By Melissa Turosik
Youngstown will be home to a new amphitheater, an outdoor concert venue for people to see live performances exclusively outside the Covelli Centre.
Youngstown Mayor John McNally said construction is moving along.
“We continue to move dirt onto the site to establish the proper elevations. I expect next month bids for the construction of a new 84 sewer line that will go on the back of the site from one end all the way over to the Covelli Centre,” McNally said.
JAC Management, the group that runs the Covelli Centre and brought the Zac Brown Band to Youngstown, will serve as managers for the project.
McNally said construction will be done by next year or early 2019, with concerts appearing there shortly after.
“Given the pace of how it’s going, I’m hoping that construction will be completed by the end of next summer, but I think, realistically depending on how the seasons and construction go, it could stretch into 2019 as well,” McNally said.
David Bozanich, finance director for Youngstown, said the project will cost about $8 million.
“We’re using a combination of Federal 108, which is a loan against our future block grant dollars, [and] we’re using utility money,” Bozanich said. “$4 million is coming from the federal funds, $2 million from our water [and] $2 million from our wastewater.”

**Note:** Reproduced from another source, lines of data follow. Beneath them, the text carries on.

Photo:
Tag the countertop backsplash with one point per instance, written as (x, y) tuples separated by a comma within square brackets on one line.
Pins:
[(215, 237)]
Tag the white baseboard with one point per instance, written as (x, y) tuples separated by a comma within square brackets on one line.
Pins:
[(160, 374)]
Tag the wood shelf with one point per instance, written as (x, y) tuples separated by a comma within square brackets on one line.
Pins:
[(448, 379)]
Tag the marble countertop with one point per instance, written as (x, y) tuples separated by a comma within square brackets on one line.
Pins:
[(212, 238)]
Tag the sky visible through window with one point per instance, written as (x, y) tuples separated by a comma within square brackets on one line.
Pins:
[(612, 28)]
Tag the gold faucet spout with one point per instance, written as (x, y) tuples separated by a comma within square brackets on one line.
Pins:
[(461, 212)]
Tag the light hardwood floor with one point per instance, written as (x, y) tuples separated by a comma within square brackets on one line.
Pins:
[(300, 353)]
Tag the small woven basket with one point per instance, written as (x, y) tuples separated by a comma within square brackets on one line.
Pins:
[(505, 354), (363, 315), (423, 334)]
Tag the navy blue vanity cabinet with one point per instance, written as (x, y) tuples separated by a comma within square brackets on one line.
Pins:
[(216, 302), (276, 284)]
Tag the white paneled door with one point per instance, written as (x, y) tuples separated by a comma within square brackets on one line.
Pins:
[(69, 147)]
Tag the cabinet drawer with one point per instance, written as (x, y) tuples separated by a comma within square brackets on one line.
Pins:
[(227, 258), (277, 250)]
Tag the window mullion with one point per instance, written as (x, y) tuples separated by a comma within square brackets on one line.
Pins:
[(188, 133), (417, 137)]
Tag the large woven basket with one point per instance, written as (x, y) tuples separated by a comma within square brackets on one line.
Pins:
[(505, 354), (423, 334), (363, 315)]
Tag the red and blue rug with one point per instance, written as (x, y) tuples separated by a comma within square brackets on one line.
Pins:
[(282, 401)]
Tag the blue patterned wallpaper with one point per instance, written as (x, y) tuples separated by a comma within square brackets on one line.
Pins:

Bozanich said the city will not be issuing any long-term debt from the project.
Michael McGiffin, events coordinator for Youngstown, said the amphitheater is being built to improve the quality of life for residents and visitors, economic development and to stimulate the downtown area.
“What the amphitheater will do is allow for people to compete and draw events in the second and third quarter,” McGiffin said. “A lot of events that go into arenas such as the Covelli Centre, whether they are concerts or shows, will only do indoor shows in the colder months so it’s a lot of outside venues that are able to buy acts and buy shows during warmer months.”
The amphitheater will save a lot of money on bringing concerts and events to the Mahoning Valley, McGiffin said.
McGiffin said this will be another mark of downtown Youngstown thriving again.
“We got over 2,000 people working in downtown on a regular basis. We have 12 new bars and restaurants that weren’t here 13 to 14 years ago and I’m in firm belief that we have already started making a comeback and we’re just continuing to work on it,” McGiffin said.